At the inaugural EnvoyCon that ran in Seattle, USA, the eBay engineering team talked about running Envoy at the "edge" of their network as a replacement for the existing hardware-based load balancers. Key learnings included that testing is vital in order to verify the performance characteristics across a range of real-world scenarios; migration between old and new edge systems must be carefully controlled, both from an organisational and technical perspective; and having a "programmable edge" provides many advantages, but also presents several challenges.
Bala Madhavan and Qiu Yu, both working as a member of technical staff software engineers at eBay, began the talk by discussing that eBay has data centers in the US, but runs points of presence (PoP) globally in order to reduce latency and provide better performance for end users. They use a "software powered infrastructure", with a Kubernetes cluster in each PoP, and a "north-south" gateway running at the edge of each cluster which is responsible for managing all external ingress and egress traffic.
The eBay edge team runs Envoy within multiple containers in each Kubernetes cluster. Readiness and liveness probes ensure containers are running as expected, and that any dynamic recovery process completes successfully. Layer 7 routing and deployment control is managed by bespoke Kubernetes Custom Resource Definitions (CRDs), and Ingress annotations are used for custom feature specifications. They have implemented a custom discovery service that handles the following Envoy management xDS APIs and is responsible for deployment and routing: routing discovery services (RDS), listener discovery service (LDS), endpoint discovery service (EDS), and cluster discovery service (CDS).
Migration from a hardware based load balancer implementation to an Envoy-powered edge solution has been gradual. The initial step within the migration consisted of identifying and implementing any feature gaps between the existing and new Envoy solution, with the eBay team contributing associated code upstream to the open source Envoy project. Additional support was added for integration with a proprietary certificate management system, and several customisations were made to the data plane (which have not yet been contributed upstream). These handle connection prefetching, drop or reset requests to certain routes based on bespoke requirements, and provide a "default upstream cluster" for graceful error handling. Support for BBR, Google's new TCP flow control algorithm has also been added, as have unspecified "SSL and TCP optimisations".
Madhavan and Yu presented response time graphs demonstrating that the new Envoy-powered implementation currently performs better than the previous traditional hardware load balancer. With the addition of a caching layer implemented as an Envoy HTTP filter that supports dynamic object caching -- using external cache stores and Envoy's RingHash load balancer to shard cached data on multiple cache stores -- the time-to-first-byte (TTFB) improved by an order of magnitude.
In regard to observability, a Prometheus cluster is run in each PoP, and a central Grafana is used for visualisation. Alerting is implemented using Alertmanager and external checks, along with static and dynamic thresholds for anomaly detection.
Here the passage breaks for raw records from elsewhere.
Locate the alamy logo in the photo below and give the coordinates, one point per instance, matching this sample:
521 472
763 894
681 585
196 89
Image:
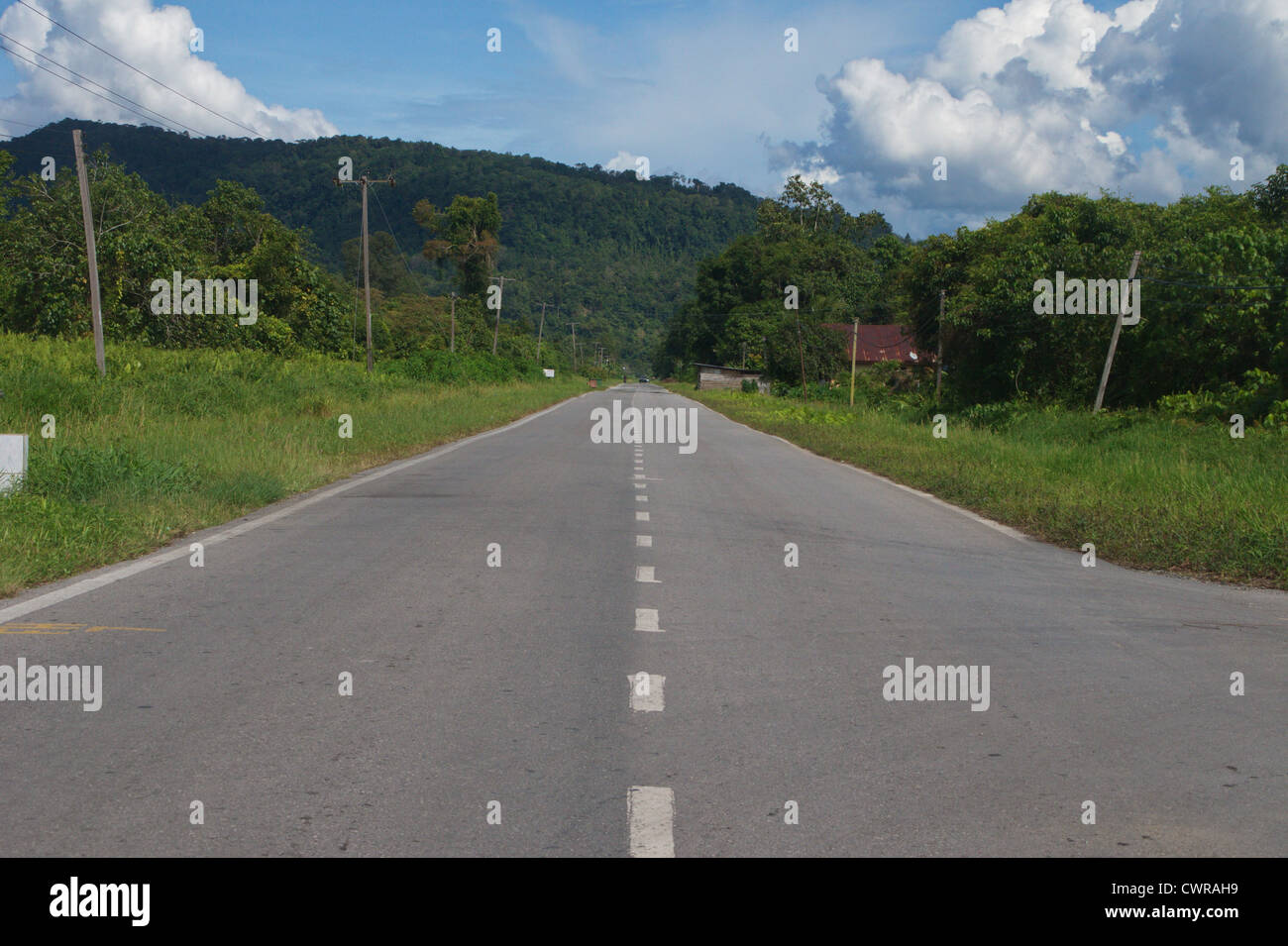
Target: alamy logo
54 683
209 297
934 683
651 425
75 898
1087 297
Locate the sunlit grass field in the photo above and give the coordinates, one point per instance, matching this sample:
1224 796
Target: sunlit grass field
1145 488
172 442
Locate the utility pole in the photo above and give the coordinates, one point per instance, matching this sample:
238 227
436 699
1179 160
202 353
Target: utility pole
91 253
939 356
540 331
1113 340
497 327
802 343
366 262
854 356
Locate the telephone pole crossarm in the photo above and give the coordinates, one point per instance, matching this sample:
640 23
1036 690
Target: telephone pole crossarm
366 257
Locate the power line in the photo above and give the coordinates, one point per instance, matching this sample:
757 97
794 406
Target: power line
232 121
115 104
1207 286
34 52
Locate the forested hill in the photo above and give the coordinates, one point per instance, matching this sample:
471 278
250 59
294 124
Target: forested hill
616 252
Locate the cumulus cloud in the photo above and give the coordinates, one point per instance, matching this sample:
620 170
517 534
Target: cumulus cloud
1046 95
155 40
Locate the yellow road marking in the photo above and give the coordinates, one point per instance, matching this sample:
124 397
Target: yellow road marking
31 628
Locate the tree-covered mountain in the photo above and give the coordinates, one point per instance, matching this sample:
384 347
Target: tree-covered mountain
613 253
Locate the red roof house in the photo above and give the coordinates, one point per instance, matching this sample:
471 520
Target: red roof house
883 344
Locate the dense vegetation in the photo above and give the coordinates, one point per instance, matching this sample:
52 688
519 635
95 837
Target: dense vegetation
1147 489
613 253
1212 336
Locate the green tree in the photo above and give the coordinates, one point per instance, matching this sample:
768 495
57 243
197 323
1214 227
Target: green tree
467 233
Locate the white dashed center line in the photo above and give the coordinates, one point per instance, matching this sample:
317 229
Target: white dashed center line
651 811
647 692
645 619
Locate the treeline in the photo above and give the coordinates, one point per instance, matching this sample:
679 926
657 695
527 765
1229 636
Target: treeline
614 253
1212 334
300 305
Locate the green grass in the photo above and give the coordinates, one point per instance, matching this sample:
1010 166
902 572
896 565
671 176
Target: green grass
174 442
1147 489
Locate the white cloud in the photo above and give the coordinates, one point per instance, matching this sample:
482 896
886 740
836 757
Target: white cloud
1044 95
155 40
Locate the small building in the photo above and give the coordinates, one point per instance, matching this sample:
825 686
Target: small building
881 344
712 376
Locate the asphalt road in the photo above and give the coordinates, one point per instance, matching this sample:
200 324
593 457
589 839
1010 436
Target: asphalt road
513 684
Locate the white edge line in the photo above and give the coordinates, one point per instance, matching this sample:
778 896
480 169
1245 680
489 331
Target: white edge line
111 575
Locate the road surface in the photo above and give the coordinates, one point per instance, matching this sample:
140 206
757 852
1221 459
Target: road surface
496 710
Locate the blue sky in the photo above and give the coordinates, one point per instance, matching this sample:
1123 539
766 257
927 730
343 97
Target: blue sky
1010 97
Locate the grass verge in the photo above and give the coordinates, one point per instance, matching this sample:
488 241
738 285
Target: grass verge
172 442
1147 489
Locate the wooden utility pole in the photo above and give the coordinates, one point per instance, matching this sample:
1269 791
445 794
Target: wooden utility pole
541 331
1113 340
500 301
854 356
91 253
800 341
939 354
366 262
The entire edge stack is installed and configured within Kubernetes via a Helm Chart that acts as the single source of truth for deployments.
Summarising the key lessons learned, priority was placed on the need for testing. Hardware and software cross validation is important, and real user monitoring (RUM) is essential in order to ensure that end users encounter no performance degradation. DC and PoP failovers should be tested, and additional chaos experiments also run. The lessons learned for "smooth workload migration" included a recommendation to use cross-functional (team) planning and verification, and to shift traffic between edge solutions in a controlled manner while observing operational metrics closely.
Challenges noted included the scaling of operations when increasing the number of PoPs running the new system, detecting configuration drift across PoPs, and providing tooling support for cluster management. Implementing a "programmable edge" with the API-driven Envoy proxy has provided many advantages, but challenges were also encountered. For example, the "build versus buy" decision for the control plane, integration with existing (legacy) components, how to act on metrics and associated performance data, and how operations teams with hardware expertise should debug and troubleshoot a software-based solution.
The PDF slides for "Running Envoy as an Edge Proxy" can be found on the EnvoyCon Sched page, and the recording of the presentation can be found on the CNCF YouTube channel.